До чего же примитивен
Инструмент нехитрый наш:
Десть бумаги в десять гривен,
Торопливый карандаш —
Вот и все, что людям нужно <…> (3, 143).

   Но карандаш у Шаламова не только инструмент, создающий феномен Homo Scribens. С ним отождествляется сам лагерник, что порождает небывалый для русской литературы образ человека-карандаша:
Он пальцы замерзшие греет,
В ладонь торопливо дыша,
Становится все быстрее
Походка карандаша.

И вот, деревянные ноги
Двигая, как манекен,
По снегу, не помня дороги,
Выходит на берег к реке <…> (3, 127–128).

   В итоге происходит претворение лагерного быта в духовное инобытие, и этот процесс трансформации воссоздан автором без какого-либо опосредования. Более того, онтологическое трансцендирование переходит границу видимого: сам Творец оказывается у Шаламова в положении Пишущего (Deus Scribens). А все обозримое (и необозримое) предстает «конвертом» в разноцветных марках:
И каждый вылеплен цветок
В почтовом отделенье.
И до востребования мог
Писать мне письма только Бог
Без всякого стесненья (3, 122).

   Таким образом, творческие установки Варлама Шаламова вполне могут быть рассмотрены в русле религиозно-философского и филологического отождествления мира с книгой. Василий Тредиаковский и автор «Колымских рассказов» при всей их несопоставимости апеллировали к одним и тем же ценностям традиционной книжно-языковой культуры.

1.3. Шаламов и Пушкин

1.3.1. Пушкинский «ключ» к «Колымским рассказам»
   Вечный вопрос «Что есть истина?» взят Пушкиным в качестве эпиграфа к стихотворению «Герой». «Но что есть истина?» – уже в акцентированной форме вновь ставится он Шаламовым (1, 489; «Курсы»). В обоих случаях речь идет о защитных свойствах человеческой натуры: этической реабилитации «нас возвышающего обмана» (Пушкин) и о стремлении мемуариста выбрать из прошлого то, «с чем радостнее, легче жить» (Шаламов). Вряд ли сам автор «Колымских рассказов» проводил параллель между поэтическим текстом и своим автобиографическим повествованием.
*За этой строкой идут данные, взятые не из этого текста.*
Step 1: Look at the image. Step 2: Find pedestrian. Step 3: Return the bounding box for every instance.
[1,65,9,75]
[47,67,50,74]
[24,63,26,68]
Однако его настойчивые попытки обозначить себя представителем именно пушкинского направления в литературе, безусловно, показательны и вписываются в общую, довольно неоднозначную концепцию классического наследия1.
   Колымский цикл открывается рассказом «По снегу», в котором описывается прокладывание дороги по снежной целине: «Впереди идет человек, потея и ругаясь <…>». Другие пять-шесть двигаются за ним «в ряд плечом к плечу». Автор подчеркивает, что они ступают «около следа»: если идти в след, получится не дорога, а «едва проходимая узкая тропка». Поэтому «каждый, даже самый маленький, самый слабый, должен ступить на кусочек снежной целины, а не в чужой след» (1, 47). Варлам Шаламов достойно прошел собственной дорогой по литературной целине. В его непростом отношении к русской классике, в частности к революционным демократам и Л. Толстому, были своя логика, свой резон, в которых меньше следует видеть трагическое «недопонимание» или психологические изломы. «Спор» автора «колымской» прозы с классической традицией можно рассматривать, во-первых, как внутренний диалог разных стадий имманентного развития самой этой традиции; во-вторых, как характерный для конца второго тысячелетия идейно-художественный полифонизм и, наконец, как действие «обратной связи», одновременно обогащающее и в чем-то обедняющее содержание культуры прошлого, но в любом случае стимулирующее процесс ее дальнейшей актуализации.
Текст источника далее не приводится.